= Light Path Notation =

3D rendering notation

The Light Path Notation is a notation used for ray tracing techniques in rendering. It specifies the type of light path from the light source to the virtual observer (eye), including reflections that may appear along the way. Different light path types are distinguished by the order in which they intersect diffuse or specular surfaces.

== Notation ==

Example for different light paths in a scene with global illumination.

1) LDSE, 2) LSSDE und 3) LDDE.

The light path notation was introduces 1990 by Paul Heckbert. It is based on regular expressions and uses the following symbols:
| L | is the light source, |
| D | is a diffuse surface, |
| S | is a specular surface (refractions included), |
| E | the eye (virtual observer). |
Furthermore, the following usual symbols of regular expressions also apply:
| | | or, |
| * | any number of reflections on the surface of the specified type, |
| + | at least one reflection, |
| ? | at most one reflection. |
The reason to differentiate between diffuse (D) and specular (S) surface hits is that they may require different techniques for correct handling. Depending on the rendering algorithm, only certain types of light paths can be simulated.

The easiest case of a diffuse surface is a surface that obeys Lambert's cosine law and the easiest case for a specular surface is a smooth dielectric, whose reflections or refraction coefficients can be calculated with the Fresnel equations. For general lighting models, which can include "glossy" reflections, the boundary between diffuse and specular is not clearly defined.

== Typical Light Paths ==
The light path notation can be used to express the capabilities of a rendering algorithm.
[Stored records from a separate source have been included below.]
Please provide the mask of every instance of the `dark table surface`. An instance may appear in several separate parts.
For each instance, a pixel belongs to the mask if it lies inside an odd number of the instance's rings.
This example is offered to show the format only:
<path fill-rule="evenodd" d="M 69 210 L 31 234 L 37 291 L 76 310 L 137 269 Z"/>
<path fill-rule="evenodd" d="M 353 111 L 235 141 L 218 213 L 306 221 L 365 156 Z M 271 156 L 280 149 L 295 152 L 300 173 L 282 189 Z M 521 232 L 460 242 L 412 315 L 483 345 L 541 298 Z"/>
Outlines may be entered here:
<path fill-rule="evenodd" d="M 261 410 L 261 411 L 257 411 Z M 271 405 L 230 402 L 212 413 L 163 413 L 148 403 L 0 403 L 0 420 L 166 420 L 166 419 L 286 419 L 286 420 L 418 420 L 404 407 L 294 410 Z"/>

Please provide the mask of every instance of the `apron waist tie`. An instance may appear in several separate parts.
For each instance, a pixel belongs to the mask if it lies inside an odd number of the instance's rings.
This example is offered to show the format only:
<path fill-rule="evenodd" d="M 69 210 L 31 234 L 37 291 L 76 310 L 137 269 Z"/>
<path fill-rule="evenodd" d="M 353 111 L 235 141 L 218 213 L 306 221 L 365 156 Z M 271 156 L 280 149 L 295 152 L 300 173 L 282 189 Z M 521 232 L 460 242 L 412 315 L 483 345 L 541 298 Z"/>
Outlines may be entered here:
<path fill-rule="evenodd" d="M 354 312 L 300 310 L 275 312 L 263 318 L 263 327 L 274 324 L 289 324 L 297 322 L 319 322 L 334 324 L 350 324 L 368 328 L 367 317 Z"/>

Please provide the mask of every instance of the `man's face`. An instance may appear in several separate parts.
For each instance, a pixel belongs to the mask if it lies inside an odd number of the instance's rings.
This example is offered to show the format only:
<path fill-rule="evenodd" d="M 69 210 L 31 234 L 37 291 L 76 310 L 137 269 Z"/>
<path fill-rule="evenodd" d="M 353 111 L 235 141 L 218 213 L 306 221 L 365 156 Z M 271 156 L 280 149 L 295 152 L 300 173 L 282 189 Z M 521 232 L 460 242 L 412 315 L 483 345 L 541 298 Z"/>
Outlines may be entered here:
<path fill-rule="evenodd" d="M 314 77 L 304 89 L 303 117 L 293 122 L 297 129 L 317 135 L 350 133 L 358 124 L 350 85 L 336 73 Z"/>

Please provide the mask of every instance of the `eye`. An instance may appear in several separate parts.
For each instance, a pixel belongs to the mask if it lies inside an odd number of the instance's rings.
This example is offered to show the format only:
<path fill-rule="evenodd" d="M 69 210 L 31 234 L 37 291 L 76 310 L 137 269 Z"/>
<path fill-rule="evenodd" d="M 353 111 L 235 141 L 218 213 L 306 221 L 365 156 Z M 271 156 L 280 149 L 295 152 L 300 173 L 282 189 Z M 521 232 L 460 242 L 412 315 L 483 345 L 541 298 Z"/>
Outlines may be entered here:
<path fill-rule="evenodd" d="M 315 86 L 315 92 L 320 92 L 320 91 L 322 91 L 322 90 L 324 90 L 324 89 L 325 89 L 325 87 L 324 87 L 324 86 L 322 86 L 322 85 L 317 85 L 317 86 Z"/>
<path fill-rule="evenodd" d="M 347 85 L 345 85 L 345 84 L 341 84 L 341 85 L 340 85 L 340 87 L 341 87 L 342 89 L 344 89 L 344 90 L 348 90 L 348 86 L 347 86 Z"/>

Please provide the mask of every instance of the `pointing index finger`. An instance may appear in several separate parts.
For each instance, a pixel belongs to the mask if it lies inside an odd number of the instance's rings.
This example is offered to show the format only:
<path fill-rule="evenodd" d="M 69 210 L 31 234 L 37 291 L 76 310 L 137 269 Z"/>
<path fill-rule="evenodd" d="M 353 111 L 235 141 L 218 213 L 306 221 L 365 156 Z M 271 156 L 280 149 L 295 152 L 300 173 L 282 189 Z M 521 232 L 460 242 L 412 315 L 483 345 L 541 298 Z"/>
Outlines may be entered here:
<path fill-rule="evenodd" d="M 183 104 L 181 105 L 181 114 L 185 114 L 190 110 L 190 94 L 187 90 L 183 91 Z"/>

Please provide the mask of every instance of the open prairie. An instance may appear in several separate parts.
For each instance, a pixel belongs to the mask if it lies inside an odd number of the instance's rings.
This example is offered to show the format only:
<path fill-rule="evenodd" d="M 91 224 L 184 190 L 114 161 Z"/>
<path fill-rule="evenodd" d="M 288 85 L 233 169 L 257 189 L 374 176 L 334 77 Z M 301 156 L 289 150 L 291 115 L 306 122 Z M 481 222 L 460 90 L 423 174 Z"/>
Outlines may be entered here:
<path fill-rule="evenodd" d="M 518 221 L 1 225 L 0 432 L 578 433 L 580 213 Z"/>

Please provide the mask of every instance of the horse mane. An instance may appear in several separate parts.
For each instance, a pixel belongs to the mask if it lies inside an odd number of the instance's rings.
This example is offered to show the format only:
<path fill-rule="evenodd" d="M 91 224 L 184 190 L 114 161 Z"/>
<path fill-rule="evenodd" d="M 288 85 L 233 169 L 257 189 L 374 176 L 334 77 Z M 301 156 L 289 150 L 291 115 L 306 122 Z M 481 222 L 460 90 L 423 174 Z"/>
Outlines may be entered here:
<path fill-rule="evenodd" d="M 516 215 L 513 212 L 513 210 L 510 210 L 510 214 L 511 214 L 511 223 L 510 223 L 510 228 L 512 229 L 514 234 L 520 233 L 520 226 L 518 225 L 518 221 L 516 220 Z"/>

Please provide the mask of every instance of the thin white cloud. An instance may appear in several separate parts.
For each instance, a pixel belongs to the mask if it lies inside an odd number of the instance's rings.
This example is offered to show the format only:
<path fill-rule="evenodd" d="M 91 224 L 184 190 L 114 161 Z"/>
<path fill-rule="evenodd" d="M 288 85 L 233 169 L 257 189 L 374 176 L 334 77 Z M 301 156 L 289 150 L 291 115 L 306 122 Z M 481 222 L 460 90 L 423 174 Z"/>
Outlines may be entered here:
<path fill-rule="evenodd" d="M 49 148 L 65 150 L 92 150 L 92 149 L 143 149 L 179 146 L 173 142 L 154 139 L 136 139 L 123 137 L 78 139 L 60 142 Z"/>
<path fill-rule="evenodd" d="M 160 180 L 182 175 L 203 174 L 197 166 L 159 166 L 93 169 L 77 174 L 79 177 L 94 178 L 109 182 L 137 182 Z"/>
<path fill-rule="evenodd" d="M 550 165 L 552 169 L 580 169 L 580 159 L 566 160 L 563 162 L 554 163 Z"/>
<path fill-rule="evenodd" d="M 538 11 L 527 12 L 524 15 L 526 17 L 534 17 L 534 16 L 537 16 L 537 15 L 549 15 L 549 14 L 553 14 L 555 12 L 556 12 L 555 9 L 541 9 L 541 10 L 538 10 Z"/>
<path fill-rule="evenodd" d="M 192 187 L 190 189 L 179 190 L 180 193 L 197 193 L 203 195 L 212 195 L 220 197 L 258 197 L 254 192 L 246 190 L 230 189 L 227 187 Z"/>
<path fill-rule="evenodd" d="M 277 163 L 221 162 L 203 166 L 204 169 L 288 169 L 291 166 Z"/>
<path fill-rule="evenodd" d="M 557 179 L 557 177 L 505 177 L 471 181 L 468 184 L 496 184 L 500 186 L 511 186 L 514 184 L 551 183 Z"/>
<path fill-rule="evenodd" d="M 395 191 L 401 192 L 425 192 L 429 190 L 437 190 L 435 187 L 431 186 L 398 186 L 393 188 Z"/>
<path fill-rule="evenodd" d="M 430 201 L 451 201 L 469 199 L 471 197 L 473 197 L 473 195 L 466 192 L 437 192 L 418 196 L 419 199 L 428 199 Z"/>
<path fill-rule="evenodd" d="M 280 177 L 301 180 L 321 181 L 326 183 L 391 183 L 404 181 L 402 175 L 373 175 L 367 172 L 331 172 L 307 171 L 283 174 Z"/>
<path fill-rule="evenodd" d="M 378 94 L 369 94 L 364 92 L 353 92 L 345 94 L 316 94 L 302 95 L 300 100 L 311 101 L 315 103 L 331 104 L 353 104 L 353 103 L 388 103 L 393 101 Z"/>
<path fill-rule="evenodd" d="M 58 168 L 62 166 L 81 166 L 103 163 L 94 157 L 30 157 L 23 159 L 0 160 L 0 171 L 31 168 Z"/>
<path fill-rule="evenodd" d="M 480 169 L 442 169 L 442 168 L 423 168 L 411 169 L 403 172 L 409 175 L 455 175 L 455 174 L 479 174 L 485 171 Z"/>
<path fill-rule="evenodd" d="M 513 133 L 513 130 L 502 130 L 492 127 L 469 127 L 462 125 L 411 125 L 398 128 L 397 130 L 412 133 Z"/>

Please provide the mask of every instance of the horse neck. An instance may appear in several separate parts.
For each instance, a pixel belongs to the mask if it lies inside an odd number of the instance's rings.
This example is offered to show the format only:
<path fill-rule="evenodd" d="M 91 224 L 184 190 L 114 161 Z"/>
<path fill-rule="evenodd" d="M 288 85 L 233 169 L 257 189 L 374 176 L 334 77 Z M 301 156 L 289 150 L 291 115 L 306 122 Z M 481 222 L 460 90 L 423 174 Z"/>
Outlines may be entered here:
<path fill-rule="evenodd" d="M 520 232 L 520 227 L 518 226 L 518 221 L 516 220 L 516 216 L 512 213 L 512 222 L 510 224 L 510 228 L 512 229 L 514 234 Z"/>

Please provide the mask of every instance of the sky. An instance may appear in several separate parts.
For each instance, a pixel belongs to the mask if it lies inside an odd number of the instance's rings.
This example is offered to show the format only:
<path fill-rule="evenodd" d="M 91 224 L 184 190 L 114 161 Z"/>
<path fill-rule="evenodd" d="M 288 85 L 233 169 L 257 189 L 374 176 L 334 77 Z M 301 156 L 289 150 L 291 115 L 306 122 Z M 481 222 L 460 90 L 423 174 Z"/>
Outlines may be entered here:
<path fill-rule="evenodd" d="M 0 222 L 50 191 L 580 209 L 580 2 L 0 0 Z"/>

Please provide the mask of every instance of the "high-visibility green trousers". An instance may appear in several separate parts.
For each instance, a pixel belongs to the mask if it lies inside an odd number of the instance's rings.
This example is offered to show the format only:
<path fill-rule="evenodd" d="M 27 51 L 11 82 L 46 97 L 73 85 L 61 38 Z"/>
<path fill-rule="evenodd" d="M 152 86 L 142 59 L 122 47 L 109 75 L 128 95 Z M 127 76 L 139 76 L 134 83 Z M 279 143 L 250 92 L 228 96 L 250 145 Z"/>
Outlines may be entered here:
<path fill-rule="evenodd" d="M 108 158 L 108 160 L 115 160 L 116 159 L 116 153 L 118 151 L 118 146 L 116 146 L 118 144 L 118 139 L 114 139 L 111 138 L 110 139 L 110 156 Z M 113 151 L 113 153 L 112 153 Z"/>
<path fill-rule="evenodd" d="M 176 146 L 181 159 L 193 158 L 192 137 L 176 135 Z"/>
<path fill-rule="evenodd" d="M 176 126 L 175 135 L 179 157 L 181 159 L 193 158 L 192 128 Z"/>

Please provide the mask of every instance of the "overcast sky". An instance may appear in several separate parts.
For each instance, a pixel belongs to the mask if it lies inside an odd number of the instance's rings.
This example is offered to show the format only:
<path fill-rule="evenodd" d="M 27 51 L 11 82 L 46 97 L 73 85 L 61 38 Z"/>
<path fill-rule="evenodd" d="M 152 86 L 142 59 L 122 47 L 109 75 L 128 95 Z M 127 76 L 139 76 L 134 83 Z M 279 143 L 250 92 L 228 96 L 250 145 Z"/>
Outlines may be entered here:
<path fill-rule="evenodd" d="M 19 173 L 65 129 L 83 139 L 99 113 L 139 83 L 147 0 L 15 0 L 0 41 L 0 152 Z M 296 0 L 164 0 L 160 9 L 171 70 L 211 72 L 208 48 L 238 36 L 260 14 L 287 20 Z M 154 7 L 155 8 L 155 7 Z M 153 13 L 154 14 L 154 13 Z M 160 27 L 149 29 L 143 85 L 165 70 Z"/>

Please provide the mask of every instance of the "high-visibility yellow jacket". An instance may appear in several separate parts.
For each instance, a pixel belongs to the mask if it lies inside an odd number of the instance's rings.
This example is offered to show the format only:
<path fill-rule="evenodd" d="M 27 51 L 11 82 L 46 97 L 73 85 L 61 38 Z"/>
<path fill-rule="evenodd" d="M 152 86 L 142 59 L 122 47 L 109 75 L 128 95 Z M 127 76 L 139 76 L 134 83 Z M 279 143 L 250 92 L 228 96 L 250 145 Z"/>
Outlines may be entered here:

Some examples are shown in the following table:

| Light path | Meaning | Examples of algorithms which can simulate these path kinds. |
|---|---|---|
| L(D|S)*E | All possible light paths: a lightpath can intersect with an arbitrary number of diffuse or specular surfaces. The simulation of all possible light paths corresponds to the global illumination. | Path tracing |
| LD*E | Possible diffuse interreflection (Path 3 shows an example) | Simple radiosity |
| LD?S*E | Eventual diffuse refection followed by an arbitrary amount of specular reflections (Path 1 shows an example). | Recursive ray tracing (Whitted) |
| LS+DE | Caustics (see path 2). These kinds of light path can not be simulated with classical algorithms (simple radiosity or ray tracing). | Caustic photon mapping |

== Expansion ==
Eric Veach expanded the light path notation in his dissertation, especially for E and L, so that the start and end point, as well as the quantity of incident/outgoing directions, can be specular or diffuse. With these expanded regular expressions it is possible to define different kinds of light sources (e.g. directional spotlight, point light or luminous sphere), as well as different camera types (e.g. pinhole camera or cameras with depth of field).